Why MissingLink Puts City Governments at Ease
MissingLink was designed with data privacy and security in mind. Zencity deals with sensitive personal data taken from social networks, they anonymize data to remove personally identifiable information, and still have to ensure data remains private.
MissingLink ensures the data stays with Zencity and is never accessed or transferred by any third party, including the MissingLink platform. MissingLink doesn’t have direct access to the deep learning datasets—it only runs the experiments, with data always staying within Zencity’s cloud account.
Data privacy is where MissingLink shines, because they don’t touch our data. They only run the experiments.
Another reason Ido and Ori chose MissingLink is its integration with the Microsoft Azure cloud. City governments make heavy use of Azure cloud apps like Office, Outlook, PowerBI and Dynamics 365, and Zencity integrates with these tools.

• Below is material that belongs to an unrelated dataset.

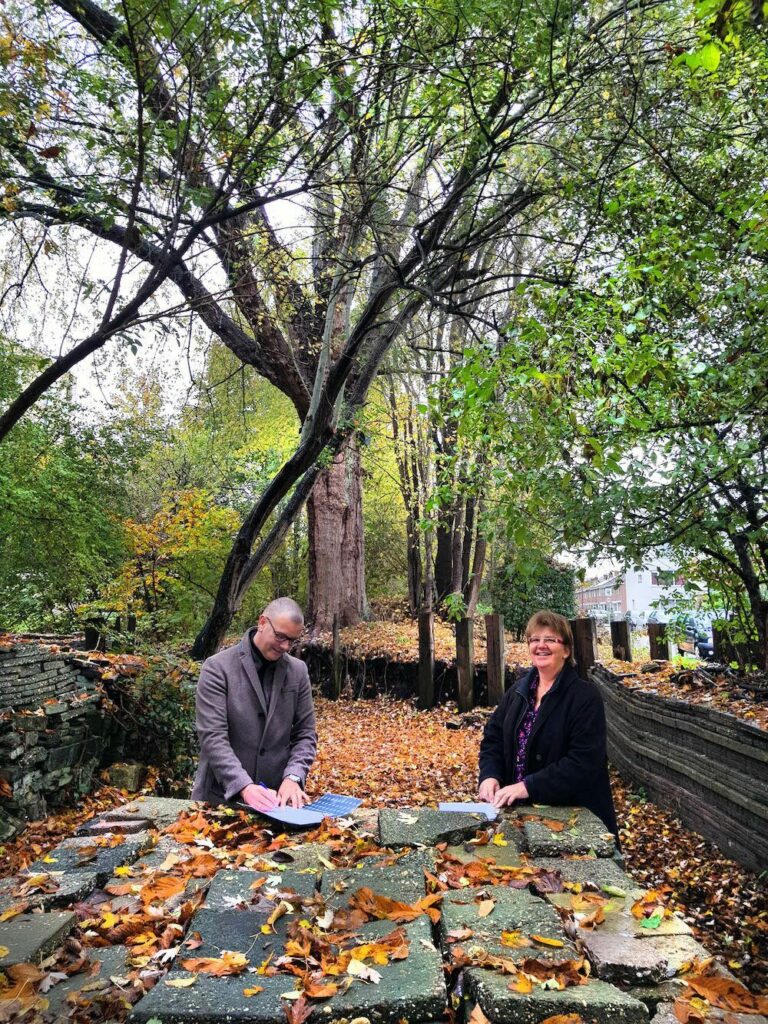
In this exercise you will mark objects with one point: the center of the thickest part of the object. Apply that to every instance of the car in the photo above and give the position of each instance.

MissingLink lets Zencity manage clusters of Azure machines, define jobs and automatically run them on the machines. Data scientists can deploy successful experiments with the click of a button.
MissingLink provides two other benefits on Azure:
- Automation—saving time by running multiple experiments in the cloud seamlessly, with no manual labor by data scientists.
- Resource optimization—experiments run on GPU machines which are expensive, and MissingLink utilizes all machines to the max, and shuts them down cleanly when experiments end.
Being able to automatically run more experiments or shut down the virtual machine saves us a lot of money.
Delivering on the Promise of Data-Driven Decisions for Cities
In only a few months, MissingLink helped Ido and Ori from Zencity achieve these results:
- Accelerating training from 5 to 100 experiments per project
- Freeing up 30% of data science team’s bandwidth spent on DevOps
- Saving 30% of costs when running experiments on Azure
Zencity is trying to make the world better, helping cities uncover insights that improve citizen life. MissingLink has helped Ido and Ori supercharge the deep learning process, dramatically improve time to market of new models and product features, and slash costs.
These results show that managing deep learning DevOps manually is simply not a viable option, and that automation and scalability are key capabilities that any AI company should adopt to meet customer expectations.
“MissingLink enables us to supercharge the learning process and deliver our promise of data driven decision making to cities everywhere.